# identifying rocks



## glondor (Oct 2, 2010)

I wonder if any one can help me identify these rocks that i found 20 feet down in an excavation. 

Space rock looks like a meteorite to me. Shiny , slightly magnetic purplish look to it.

Soft rock 3 was totally white when it came up in my bucket, but i got dirt on it. very soft almost sandy moist, feels heavy for its size.

Rock 2 just looks cool, very smooth, looks like ceramic.

rock 1 is also very smooth and also feels kinda heavy for its size, very hard to break looks stratified somehow.

http://smg.photobucket.com/albums/v697/23224/rocks/

thanks


----------



## Richard36 (Oct 2, 2010)

Hello glondor,

Rock 1 looks like Quartz, with a little Albite mixed into the Quartz.
Rock 2 looks like a piece of Jasper, which is a silicate rock.
Rock 3 looks like it could possibly be Kaolin, the details in the photo are a little rough.

As for the possible "Space Rock", your guess may be right. Will a magnet stick to it?

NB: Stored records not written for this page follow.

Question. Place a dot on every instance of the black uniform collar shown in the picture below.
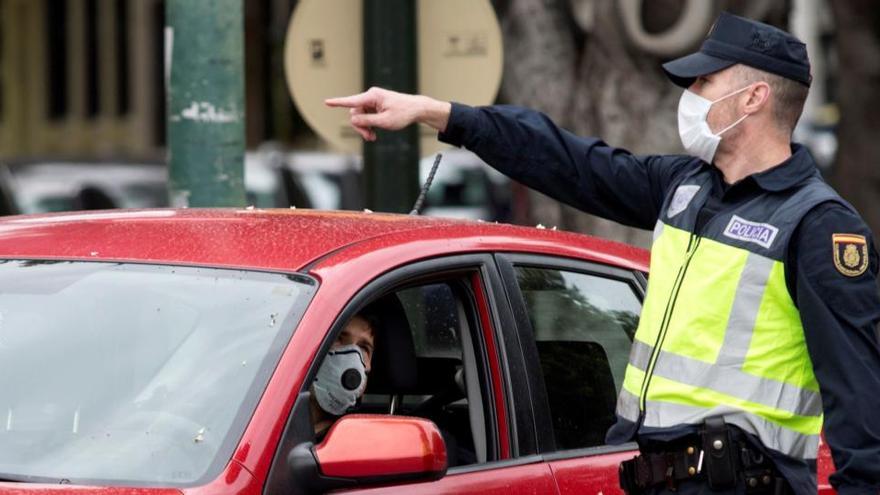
(797, 168)
(791, 172)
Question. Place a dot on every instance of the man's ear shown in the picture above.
(758, 97)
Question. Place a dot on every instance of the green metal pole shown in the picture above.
(205, 79)
(391, 163)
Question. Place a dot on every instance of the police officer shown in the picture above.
(762, 308)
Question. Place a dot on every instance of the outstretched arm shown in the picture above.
(528, 147)
(391, 110)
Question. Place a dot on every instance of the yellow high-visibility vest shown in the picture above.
(719, 333)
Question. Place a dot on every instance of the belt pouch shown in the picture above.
(719, 464)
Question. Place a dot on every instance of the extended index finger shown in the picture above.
(353, 101)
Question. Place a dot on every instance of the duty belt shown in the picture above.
(712, 456)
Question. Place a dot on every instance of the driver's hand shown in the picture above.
(390, 110)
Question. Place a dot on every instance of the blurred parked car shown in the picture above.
(465, 187)
(41, 186)
(318, 180)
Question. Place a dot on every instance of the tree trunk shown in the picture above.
(593, 81)
(856, 171)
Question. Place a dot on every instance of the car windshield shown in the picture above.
(131, 374)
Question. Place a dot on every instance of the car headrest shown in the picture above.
(580, 390)
(394, 366)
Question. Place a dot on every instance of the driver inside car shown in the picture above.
(342, 377)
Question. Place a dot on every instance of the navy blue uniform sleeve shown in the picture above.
(585, 173)
(840, 309)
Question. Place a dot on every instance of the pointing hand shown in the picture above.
(384, 109)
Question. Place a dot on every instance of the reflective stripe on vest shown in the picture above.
(719, 334)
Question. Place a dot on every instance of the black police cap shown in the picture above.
(736, 40)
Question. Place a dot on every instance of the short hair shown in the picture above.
(372, 320)
(789, 95)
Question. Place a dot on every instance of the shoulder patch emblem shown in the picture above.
(850, 254)
(681, 199)
(762, 234)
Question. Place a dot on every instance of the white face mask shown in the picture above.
(341, 379)
(696, 136)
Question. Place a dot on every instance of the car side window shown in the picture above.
(583, 327)
(425, 364)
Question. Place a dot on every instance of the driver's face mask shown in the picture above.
(341, 379)
(696, 136)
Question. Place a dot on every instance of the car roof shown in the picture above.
(262, 239)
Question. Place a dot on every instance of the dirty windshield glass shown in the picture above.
(134, 374)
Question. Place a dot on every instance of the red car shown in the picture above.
(172, 351)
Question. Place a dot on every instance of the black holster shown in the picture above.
(719, 462)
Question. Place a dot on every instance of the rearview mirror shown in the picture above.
(363, 449)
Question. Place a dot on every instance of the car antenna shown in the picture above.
(424, 191)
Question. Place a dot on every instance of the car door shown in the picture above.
(576, 321)
(453, 308)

Aside from that Guess, the oxidized blue patches are indicative of either Ferro-Magnessian content, or Copper content.

I hope that this has been helpful.

Sincerely; Rick."The Rock Man".


----------



## glondor (Oct 2, 2010)

Thank you Rick. is there any value in the jasper or kaolin?


----------



## Richard36 (Oct 2, 2010)

Hello glondor,

Yes, there is a market for both.
Jasper is a lapidary material sought by Rockhounds to polish and carve into various ornamental objects. It has a value of only $0.25 a lb in Oregon, ... only because it is so common, but on the World Market, it is worth $3.00 a lb.

The Kaolin has several industrial applications.
Paper, rubber, water purification, drill mud, and other uses.
I'm not sure of it's market value, but value it does have.

From what I was told by my Mineral Market contact, 
the market is somewhat flooded at the moment, so it's value may not be as much as we would like. (I've located a pretty good deposit of Kaolin as well.)

I hope that this has been helpful.

Sincerely; Rick."The Rock Man".


----------



## glondor (Oct 4, 2010)

Thank you Rick. I was curious about the values however I have not found a deposit of any kind. I work in southern Ontario and all the ground here is glacial till for the most part, I always keep an eye for unusual or good looking rocks just for fun, I always hope to dig up a big nugget one day! lol not likely tho. thanks for your time and if I find any more good lookers I hope I can post them here for your input.


----------



## Richard36 (Oct 5, 2010)

You're welcome Glondor.
Good luck with you're search.
If you find anything further, make a post. I will reply.

Sincerely; Rick."The Rock Man".


----------



## g_axelsson (Oct 20, 2010)

glondor said:


> I wonder if any one can help me identify these rocks that i found 20 feet down in an excavation.
> 
> Space rock looks like a meteorite to me. Shiny , slightly magnetic purplish look to it.
> 
> ...



"Space rock" is a piece of slag. There is a very distinct layer of vesicles that probably was the surface of the slag. Vesicles in meteorites are extremely rare and never occurs in a single layer.

/Göran


----------



## glondor (Oct 20, 2010)

Thanks Goran. I came to that conclusion myself just yesterday as my son brought home a very similar piece that he found by the railroad tracks. I believe the rail companies used slag from the steel mills for track ballast. looks cool tho!


----------